EPrints Technical Mailing List Archive

See the EPrints wiki for instructions on how to join this mailing list and related information.

Message: #06384

Re: [EP-tech] Scripted XML download?

To: eprints-tech@ecs.soton.ac.uk
Subject: Re: [EP-tech] Scripted XML download?
From: Adam Field <af05v@ecs.soton.ac.uk>
Date: Mon, 27 Mar 2017 22:39:54 +0100

Have you tried a commane-line export. Even if it takes a while, as long as it doesn't consume too many system resources then your repository will still be nice and snappy. You could, for example, trigger it to run at 1am, and write the export to a location in your html directory, then wget it a day later (just in case it runs longer). You could speed up wgetting by zipping it

the command would be:

<eprints_root>/bin/export <repositoryid> archive XML | gzip > <eprints_root>/archives/<archive_id>/htm/en/eprint_archive.xml.gzip

wget would be:

wget <base_url>/eprint_archive.xml.gzip | gunzip > eprint_archive.xml

Note that there shouldn't be any security issues because the archive dataset is the live items, so it should be all publicly visible anyway. Also, be careful that you aren't downloading it at the time your regenerating it.

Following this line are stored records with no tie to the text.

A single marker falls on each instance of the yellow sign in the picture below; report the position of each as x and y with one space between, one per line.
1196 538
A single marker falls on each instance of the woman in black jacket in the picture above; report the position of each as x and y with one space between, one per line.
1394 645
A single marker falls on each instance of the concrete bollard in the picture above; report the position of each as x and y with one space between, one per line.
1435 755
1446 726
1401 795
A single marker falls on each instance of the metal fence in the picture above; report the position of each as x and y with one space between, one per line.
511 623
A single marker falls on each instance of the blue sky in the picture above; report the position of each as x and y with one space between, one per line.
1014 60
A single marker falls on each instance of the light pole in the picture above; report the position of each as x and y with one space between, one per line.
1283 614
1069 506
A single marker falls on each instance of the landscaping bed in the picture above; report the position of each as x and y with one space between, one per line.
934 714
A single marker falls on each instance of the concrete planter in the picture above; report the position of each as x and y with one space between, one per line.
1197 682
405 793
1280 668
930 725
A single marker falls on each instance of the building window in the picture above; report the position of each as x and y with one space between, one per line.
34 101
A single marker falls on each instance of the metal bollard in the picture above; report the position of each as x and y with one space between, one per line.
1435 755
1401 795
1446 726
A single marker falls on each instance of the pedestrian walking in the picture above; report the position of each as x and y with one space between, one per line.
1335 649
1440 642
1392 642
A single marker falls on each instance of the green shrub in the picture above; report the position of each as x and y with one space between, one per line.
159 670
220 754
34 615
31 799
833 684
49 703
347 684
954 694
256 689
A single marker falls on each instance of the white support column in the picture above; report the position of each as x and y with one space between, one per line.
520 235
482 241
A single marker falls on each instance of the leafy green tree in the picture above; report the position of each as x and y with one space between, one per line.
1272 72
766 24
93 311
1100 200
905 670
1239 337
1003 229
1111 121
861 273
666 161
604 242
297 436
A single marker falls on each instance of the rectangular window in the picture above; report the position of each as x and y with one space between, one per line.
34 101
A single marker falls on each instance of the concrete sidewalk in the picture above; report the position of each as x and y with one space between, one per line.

Lastly, the above was typed directly into the email -- your mileage may vary both with syntax and conceptual errors.

--
Adam Field

On 27 Mar 2017, at 14:51, Andy Reid <Andy.Reid@lshtm.ac.uk> wrote:

Hi,
I do some checking, analysis and visualisation of our repository in a third-party package, and I have it set up to ingest Eprints XML. I’d like to update this once a week or so, but if I download it all in one big go it takes about 3 hours, 1.5GB, and tends to fail halfway in. I have been doing it manually one year at a time, but that means 17 separate manual search-and-download operations, each taking ten minutes or so. I don’t have shell access to the server, so can’t script it command-line.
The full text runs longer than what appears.